Monday, Oct. 20, 1952
Shmita: 5712
Six years thou shalt sow thy field, and six years thou shalt prune thy vineyard and gather in the fruit thereof;
But in the seventh year shall be a sabbath of rest unto the land, a sabbath for the Lord: thou shalt neither sow thy field, nor prune thy "vineyard.
--Leviticus 25:3-4
When the kingdom of Israel was governed by the Law, farmers scrupulously deserted their fields at the end of each six-year period. Throughout the sabbatical year, called shmita, the whole land lay fallow. The ancient Jews ate only meat and the grain they had stored, trusting in the Lord's bounty to see them through their man-made drought.

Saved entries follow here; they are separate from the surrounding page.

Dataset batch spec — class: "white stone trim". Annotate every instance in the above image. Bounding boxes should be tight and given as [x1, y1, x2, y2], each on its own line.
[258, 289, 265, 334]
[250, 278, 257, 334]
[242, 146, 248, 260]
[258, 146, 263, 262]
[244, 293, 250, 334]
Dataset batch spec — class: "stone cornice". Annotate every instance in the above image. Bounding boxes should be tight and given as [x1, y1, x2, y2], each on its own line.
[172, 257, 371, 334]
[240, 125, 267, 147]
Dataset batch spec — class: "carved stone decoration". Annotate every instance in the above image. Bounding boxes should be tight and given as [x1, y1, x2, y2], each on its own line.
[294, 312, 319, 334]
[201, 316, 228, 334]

The year 1951 (by Hebrew count 5712) was the first shmita to come round after Israel gained its independence. But with a partly Socialist government and a farming population that is generally far from Orthodox in its religious views, Israel's modern Orthodox rabbinate was hard put to observe the Law. To avoid flouting it openly, the rabbis technically "sold" the entire territory of Israel to an obliging Arab named Mahmoud. Mahmoud gave the rabbis power of attorney, which enabled them to "sell"the state back to themselves, at the close of the sabbatical year.
This device satisfied some Orthodox Jews, but not the strictly observant. In a handful of Orthodox settlements, hungry farmers stoically watched their idle fields and the fruit rotting on their trees. To vary their meat diet, some Orthodox city dwellers furtively bought apples and tomatoes from Arab hawkers, determined not to purchase produce grown by Jews.

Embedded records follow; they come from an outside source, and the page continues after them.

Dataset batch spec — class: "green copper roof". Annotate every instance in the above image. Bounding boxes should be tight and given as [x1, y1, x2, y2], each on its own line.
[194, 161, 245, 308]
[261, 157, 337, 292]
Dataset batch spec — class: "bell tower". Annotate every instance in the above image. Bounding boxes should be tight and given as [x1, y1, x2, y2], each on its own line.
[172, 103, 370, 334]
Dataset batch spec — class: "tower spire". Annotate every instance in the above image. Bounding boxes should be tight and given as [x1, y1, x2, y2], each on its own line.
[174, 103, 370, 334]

Last week the shmita was over. Ten thousand pilgrims, most of them newly arrived immigrants from the Middle East, marched to the top of Mt. Zion, where they celebrated the end of the seventh year--the ceremony of Hakhel--for the first time since King Agrippa presided over the rites in 42 A.D. This year, since none of the Israeli government leaders is strictly Orthodox, the head of the state was represented by Jerusalem's chief cantor, who read the Torah from the top of a truck. As he finished, old men blew on the double ram's-horn. Pilgrims wearing rich prayer shawls cried out in jubilation, dancing and clapping their hands to the jangling of tambourines.
The next morning Orthodox farmers went out to the land once more to plow their weed-choked fields and prune the tangled vines. There were relatively few of them who had made the sacrifice which the Law called for. Israeli government statisticians estimated the total loss in produce at less than -L-30,000 ($84,000).